I show how the Baby-step / Giant-step (BSGS) algorithm attacks the discrete-log on secp256k1, then walk through whether modern supercomputers (or quantum machines) could realistically break Bitcoin — and why Bitcoin’s curve remains secure for the foreseeable future.

In this video, you’ll get:

🔎 A short, intuitive explanation of Baby-step / Giant-step and why it uses a square-root time/space tradeoff: solving a discrete log in a group of size n takes about O(√n) time and memory.

🧮 What that means for secp256k1 (group order ~2²⁵⁶) → a naive BSGS attack needs on the order of 2¹²⁸ steps (and corresponding memory), which is astronomically large in practice.
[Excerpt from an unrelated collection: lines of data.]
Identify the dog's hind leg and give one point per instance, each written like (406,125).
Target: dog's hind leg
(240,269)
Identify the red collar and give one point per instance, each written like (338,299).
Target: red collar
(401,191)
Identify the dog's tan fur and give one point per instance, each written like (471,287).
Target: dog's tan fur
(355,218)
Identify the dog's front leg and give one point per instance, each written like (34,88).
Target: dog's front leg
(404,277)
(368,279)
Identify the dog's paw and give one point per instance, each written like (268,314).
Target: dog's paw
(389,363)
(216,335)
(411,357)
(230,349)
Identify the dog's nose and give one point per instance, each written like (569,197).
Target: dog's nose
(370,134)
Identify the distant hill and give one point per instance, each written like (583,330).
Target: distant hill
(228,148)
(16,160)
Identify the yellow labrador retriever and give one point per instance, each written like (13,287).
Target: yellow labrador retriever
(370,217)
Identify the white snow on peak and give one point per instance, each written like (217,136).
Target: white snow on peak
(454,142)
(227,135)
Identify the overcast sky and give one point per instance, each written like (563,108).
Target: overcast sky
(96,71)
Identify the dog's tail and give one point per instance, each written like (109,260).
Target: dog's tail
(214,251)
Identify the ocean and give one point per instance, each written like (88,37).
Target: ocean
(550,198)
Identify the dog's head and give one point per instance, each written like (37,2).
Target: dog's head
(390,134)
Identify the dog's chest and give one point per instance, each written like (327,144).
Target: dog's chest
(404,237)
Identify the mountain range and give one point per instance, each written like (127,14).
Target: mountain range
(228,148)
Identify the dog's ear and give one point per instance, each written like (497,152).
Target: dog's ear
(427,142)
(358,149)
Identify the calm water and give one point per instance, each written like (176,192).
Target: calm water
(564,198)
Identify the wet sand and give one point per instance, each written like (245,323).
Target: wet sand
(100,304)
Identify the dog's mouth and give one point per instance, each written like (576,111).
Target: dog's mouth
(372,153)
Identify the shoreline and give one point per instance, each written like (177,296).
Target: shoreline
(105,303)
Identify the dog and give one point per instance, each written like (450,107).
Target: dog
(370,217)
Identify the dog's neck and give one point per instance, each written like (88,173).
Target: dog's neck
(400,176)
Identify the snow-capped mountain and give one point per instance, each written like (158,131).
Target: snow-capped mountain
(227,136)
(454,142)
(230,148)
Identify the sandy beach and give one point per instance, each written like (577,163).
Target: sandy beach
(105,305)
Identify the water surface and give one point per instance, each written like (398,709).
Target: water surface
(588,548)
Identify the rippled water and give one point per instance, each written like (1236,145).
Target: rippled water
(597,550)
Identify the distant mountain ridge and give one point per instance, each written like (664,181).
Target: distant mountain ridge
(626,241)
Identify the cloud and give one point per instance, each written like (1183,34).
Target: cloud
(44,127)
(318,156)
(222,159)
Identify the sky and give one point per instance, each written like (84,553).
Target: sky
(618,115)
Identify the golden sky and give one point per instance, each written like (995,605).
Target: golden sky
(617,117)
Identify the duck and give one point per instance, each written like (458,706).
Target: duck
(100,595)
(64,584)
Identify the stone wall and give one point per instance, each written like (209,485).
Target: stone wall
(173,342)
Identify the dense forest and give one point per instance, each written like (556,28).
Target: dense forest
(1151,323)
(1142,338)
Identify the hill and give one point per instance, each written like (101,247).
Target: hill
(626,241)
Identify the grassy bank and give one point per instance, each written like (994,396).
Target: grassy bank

🖥️ A realistic assessment of classical supercomputers: even massively parallel classical hardware only reduces constants — they don’t change the √n barrier. The storage + computation demands for 2¹²⁸-class attacks are outside feasible engineering limits today.

⚛️ Quantum computers may never be realised and are not a threat for the foreseeable future

✅ Conclusion: With current classical and near-term quantum technology, breaking secp256k1 is not practically feasible — Bitcoin’s cryptographic assumptions remain secure over the foreseeable future.